While the second album from Erick Sermon and Parrish Smith falls into the “more refinement than risk” category of golden era hip-hop sophomore LPs, Unfinished Business serves as more than just a bridge between their early emergence and the ensuing Def Jam deal that would ensure their rep for the remainder of the ’90s. They knew their strengths and stuck to them while elaborating on them a bit: the laidback, conversational style that the two MCs would add a bit of pugilistic force to for shit-talk sessions like “The Big Payback” and “Get the Bozack,” the pulp-cinematic storytelling that would turn their femme fatale character Jane into a recurring chameleonic trickster figure, and production that stripped even the most wigged-out funk down to its toughest elements.

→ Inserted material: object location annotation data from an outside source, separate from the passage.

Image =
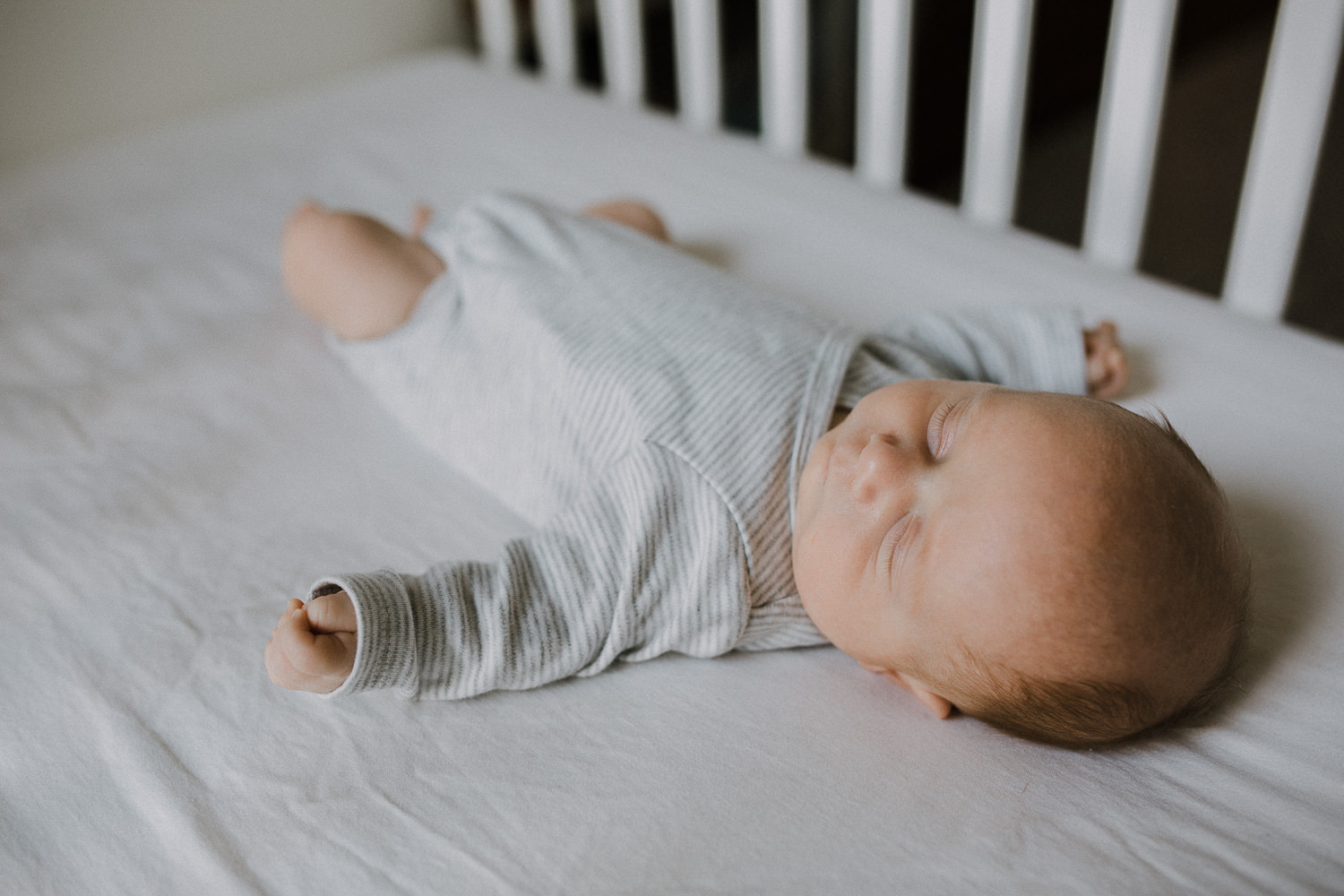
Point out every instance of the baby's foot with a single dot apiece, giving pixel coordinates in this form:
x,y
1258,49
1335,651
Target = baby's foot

The album peaks early with leadoff cut and sole single “So What Cha Sayin’” — both MCs rising to meet the head-nodding slipperiness of the beat with a heightened we told you already, weren’t you listening or something demand in their voices, and dropping almost nonchalantly brilliant lines along the way. It’s their rapport that really sustains them through the album, and they’ve honed it by giving themselves some room to divert from their formula in interesting ways — reminiscing about a humbling yet exciting come-up on “Please Listen to My Demo,” teetering on the verge of hip-house with the uptempo MFSB-sampling “It’s Time 2 Party,” unspooling a humiliating DUI scenario over John Carpenter-ish synth-rock on epic PSA “You Had Too Much to Drink,” and drawing off old-school party rhymes to make like a kiddie-rhyme-warping b-boy Electric Company on “Knick Knack Patty Wack” (including a booming verse from K-Solo that heads would enshrine as an all-time spotlight theft if he hadn’t spaced out and misspelled “B-I-R-D”). Strictly Business had more formative classics, and Business As Usual had harder beats, but Unfinished Business still captures EPMD in a top form that they never really fell off from.